Aun así, hay quienes opinan con más razón que un santo quizá por serlo, que ser alternativa obliga a ello, aunque haya que preguntarse que, si favoreciendo el mal que se trata de evitar, no se auspicia indirectamente un mal mayor. No en vano, junto a lo contraproducente que supondría ir a las urnas con una Valencia devastada y cuya recuperación costará años, ello entrañaría entregarle la Comunidad a quienes no sólo estuvieron igualmente ausentes el terrible 29 de octubre y que aprovecharon la confusión para repartirse el botín de RTVE y consumar una moción de censura el Requena, sino que se erijan en redentores no habiendo hecho nada en un sexenio para paliar las secuelas de una gota fría que, al menos desde la Edad Media, se ensaña cruelmente con el Levante.

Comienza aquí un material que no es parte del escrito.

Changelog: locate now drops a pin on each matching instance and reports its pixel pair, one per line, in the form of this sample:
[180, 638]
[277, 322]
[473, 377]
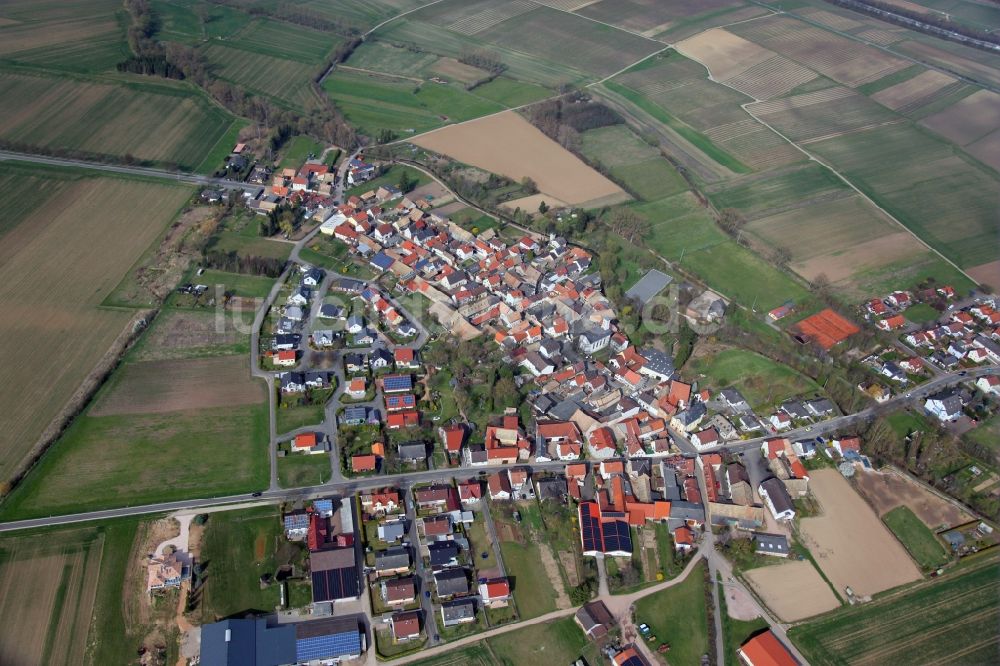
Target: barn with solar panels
[329, 639]
[397, 383]
[604, 532]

En suma, ¿acaso Mazón es más culpable que Sánchez, Ribera o Marlasca, quienes se pueden ir de rositas como Illa de la mortandad del COVID hasta auparle a la Generalitat de Cataluña sin depurar responsabilidades políticas o penales tras ocultar la pandemia a la opinión pública para no entorpecer los festejos del Día de la Mujer de marzo de 2020? Desde luego que no, pero lo que era inimaginable es que Mazón se pusiera fecha de caducidad a sí mismo facilitando que Sánchez desvíe el cauce de los hechos a fin de que el lodo de la dana desagüe política y judicialmente encima de quien camina con la cabeza bajo el brazo.
Tras no dimitir para abordar los estragos de la riada, Mazón se ha echado tierra encima hasta enterrarse con las paletadas de su idiocia, por lo que su negativa a irse ha quedado reducida a rebote de gato muerto, Ni ha sabido emplear la tabla de salvación del «quien resiste gana» como Illa ni enfrentar al enemigo como Ayuso apropiándose de la factura que le corresponde a Sánchez tras su «espantá» de Paiporta dejando solos a los Reyes y después de resolver displicente, tras retrasar su regreso de la India, que, «si quieren ayuda, que la pidan» demorando primero la asistencia del Ejercito y luego las subvenciones como en La Palma por el volcán. En este sentido, diríase que Mazón ejemplifica una de las leyes fundamentales de la estupidez humana establecidas por el economista italiano Carlo M. Cipolla y que no es otra que aquella por la que, tratando de perjudicar al enemigo de todas las maneras posibles, se inflige uno a sí mismo el mayor daño y perjuicio.